The pathology does not have a specific treatment, there is an improvement in the quality of life in the treatment of associated diseases, and prognosis of patients with tumors of the central nervous system (CNS) depends on the age of the patient, presence of symptoms related to neoplasia and tumor extra-optical. In some situations, lesion growths can be surgically removed or reduced with radiation therapy, but surgery in these areas can cause further nerve damage and additional neurological problems [13].

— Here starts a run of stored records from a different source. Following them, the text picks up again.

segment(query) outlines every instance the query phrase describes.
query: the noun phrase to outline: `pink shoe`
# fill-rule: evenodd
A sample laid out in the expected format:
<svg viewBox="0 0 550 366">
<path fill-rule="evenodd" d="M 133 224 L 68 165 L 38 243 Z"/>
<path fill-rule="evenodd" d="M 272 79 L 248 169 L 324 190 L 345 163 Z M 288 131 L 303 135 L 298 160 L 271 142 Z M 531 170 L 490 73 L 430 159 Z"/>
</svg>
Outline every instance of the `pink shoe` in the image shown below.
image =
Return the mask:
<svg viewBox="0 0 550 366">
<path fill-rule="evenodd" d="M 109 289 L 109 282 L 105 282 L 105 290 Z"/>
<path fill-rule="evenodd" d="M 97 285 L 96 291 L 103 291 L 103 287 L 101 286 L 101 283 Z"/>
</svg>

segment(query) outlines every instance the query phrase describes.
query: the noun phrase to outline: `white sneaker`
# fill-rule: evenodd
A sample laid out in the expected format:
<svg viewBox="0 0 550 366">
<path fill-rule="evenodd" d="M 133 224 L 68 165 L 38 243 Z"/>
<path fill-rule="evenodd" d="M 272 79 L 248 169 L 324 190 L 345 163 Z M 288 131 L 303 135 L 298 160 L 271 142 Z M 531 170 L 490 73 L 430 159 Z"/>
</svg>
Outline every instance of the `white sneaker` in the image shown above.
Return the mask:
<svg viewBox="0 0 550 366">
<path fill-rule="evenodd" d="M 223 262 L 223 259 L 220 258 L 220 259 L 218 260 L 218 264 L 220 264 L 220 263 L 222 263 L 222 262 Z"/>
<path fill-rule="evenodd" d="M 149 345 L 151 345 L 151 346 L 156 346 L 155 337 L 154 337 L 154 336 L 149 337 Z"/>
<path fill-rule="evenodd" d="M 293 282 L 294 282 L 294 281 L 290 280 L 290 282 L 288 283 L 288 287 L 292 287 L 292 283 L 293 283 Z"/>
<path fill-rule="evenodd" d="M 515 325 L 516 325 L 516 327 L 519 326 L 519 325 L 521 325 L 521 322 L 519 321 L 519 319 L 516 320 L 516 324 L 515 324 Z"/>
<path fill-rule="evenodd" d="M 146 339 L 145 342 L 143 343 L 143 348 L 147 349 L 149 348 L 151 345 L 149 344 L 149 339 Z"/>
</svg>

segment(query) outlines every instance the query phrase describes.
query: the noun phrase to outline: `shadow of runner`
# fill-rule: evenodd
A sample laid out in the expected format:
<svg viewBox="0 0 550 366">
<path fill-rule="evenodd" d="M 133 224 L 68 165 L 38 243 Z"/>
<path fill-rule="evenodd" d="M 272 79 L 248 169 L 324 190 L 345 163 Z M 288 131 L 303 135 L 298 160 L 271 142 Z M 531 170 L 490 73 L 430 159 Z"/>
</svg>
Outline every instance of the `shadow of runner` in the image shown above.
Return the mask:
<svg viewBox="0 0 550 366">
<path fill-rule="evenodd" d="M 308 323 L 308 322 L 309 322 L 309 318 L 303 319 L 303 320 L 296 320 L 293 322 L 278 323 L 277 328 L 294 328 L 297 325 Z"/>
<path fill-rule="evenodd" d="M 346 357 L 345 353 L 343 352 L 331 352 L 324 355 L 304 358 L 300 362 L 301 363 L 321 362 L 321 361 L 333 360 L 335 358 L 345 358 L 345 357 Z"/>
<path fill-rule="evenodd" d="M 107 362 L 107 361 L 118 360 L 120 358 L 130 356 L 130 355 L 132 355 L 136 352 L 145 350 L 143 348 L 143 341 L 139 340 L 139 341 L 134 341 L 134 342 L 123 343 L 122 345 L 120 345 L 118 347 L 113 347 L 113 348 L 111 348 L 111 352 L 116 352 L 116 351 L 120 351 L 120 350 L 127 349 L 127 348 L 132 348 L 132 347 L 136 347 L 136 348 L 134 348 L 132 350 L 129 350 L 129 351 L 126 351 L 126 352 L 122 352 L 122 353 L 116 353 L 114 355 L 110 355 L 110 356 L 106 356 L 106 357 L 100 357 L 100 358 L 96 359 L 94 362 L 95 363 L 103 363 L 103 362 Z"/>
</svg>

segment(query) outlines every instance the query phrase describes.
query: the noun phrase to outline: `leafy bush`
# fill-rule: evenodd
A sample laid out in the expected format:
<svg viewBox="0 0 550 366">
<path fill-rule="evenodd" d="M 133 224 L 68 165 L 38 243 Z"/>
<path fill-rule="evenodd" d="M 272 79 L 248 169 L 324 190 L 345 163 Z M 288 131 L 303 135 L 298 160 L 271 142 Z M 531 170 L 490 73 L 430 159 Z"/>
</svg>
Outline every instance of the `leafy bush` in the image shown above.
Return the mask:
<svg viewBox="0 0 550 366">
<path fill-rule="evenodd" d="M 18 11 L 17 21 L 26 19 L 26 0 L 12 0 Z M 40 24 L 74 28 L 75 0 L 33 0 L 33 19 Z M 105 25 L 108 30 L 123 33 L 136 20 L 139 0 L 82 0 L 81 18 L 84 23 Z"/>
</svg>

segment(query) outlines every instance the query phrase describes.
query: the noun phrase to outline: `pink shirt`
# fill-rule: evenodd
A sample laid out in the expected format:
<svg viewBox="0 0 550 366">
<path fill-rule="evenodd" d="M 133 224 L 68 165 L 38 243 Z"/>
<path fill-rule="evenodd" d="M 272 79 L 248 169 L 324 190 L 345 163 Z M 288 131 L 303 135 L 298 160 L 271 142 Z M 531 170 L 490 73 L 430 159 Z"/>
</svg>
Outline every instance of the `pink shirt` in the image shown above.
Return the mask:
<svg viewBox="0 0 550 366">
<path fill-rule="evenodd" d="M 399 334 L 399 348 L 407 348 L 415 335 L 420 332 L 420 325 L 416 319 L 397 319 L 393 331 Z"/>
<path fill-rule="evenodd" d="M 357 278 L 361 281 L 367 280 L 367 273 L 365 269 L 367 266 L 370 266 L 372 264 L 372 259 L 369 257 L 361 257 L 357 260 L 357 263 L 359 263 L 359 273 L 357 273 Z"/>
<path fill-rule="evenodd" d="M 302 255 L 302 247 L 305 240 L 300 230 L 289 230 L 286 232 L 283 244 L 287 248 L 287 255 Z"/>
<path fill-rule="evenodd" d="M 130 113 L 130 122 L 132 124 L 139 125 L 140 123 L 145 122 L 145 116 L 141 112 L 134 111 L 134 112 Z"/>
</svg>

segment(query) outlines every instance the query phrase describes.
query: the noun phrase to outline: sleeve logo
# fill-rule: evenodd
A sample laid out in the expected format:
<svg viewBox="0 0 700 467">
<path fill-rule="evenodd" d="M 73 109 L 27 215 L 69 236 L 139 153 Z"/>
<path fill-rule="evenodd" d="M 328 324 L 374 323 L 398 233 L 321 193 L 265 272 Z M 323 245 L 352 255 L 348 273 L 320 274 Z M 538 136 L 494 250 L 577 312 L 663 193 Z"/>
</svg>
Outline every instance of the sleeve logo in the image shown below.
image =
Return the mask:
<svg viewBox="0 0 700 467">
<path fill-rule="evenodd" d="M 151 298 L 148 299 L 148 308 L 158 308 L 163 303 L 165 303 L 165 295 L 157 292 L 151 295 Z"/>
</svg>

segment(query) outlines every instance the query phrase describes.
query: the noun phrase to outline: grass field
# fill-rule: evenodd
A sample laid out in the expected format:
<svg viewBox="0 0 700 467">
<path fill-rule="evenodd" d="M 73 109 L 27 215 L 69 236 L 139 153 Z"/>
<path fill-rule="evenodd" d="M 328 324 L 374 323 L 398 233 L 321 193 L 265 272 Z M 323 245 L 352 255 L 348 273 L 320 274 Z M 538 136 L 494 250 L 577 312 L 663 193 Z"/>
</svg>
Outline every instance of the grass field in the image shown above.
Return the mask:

Currently, the dissemination of information about NF1 is scarce, both for patients and their families. With disinformation, it makes it more difficult to provide support and alternatives that are more effective in coping with it. The current perspective is to expand information about the disease, making people know how to minimize the negative impacts caused by NF1, and understand that early diagnosis helps in improving patients lives since childhood. The investigation of Neurofibromatosis type 1, as it is rare, is not so fast and seeks the attention of a well qualified professional that allows the definitive diagnosis of disease. Thus, investment in research and in the training of health professionals i salso of fundamental importance [14].

Results and Discussion

Neurofibromatosis type 1 has several manifestations among patients because of is mutation power, it is the most common human disease caused by a defect in a single gene. Although there is no specific treatment for NF1, the importance of early diagnosis through family history and clinical examinations is essential in children who have not yet entered puberty. The presentation oh the pathology is mild and moderate in common cases, severe in rare cases leading to death, the most severe forms appear after the wave of hormones at puberty. As the literature indicates, the main causes of death come from malignant tumors of the peripheral nerve sheath, optic gliomas that evolve aggressively and cardiovascular diseases, and, although the death rate affected by myeloid leukemia, breast cancer or any another type of câncer proves to be small, we must not rule out the danger of lethality. It is worth mentioning the family members of treated patient, who although possible complications of the disease can reduce their life span, they can live in a healthy way [15].


As it is a pathology that has no cure and variable clinical expression, the treatment of one patient does not include others, it is up to the health professional to respect the individuality of each affection arising from Neurofibromatosis type 1, giving priority not only cases serious, but also to mild and moderate cases. The monitoring of patients affected by NF1 is relevant, since life expectancy is reduced with each apprearence of symptoms of the disease. Early pathological diagnosis is of paramount importance so that the individual does not suffer such negative impacts over the years due to NF1.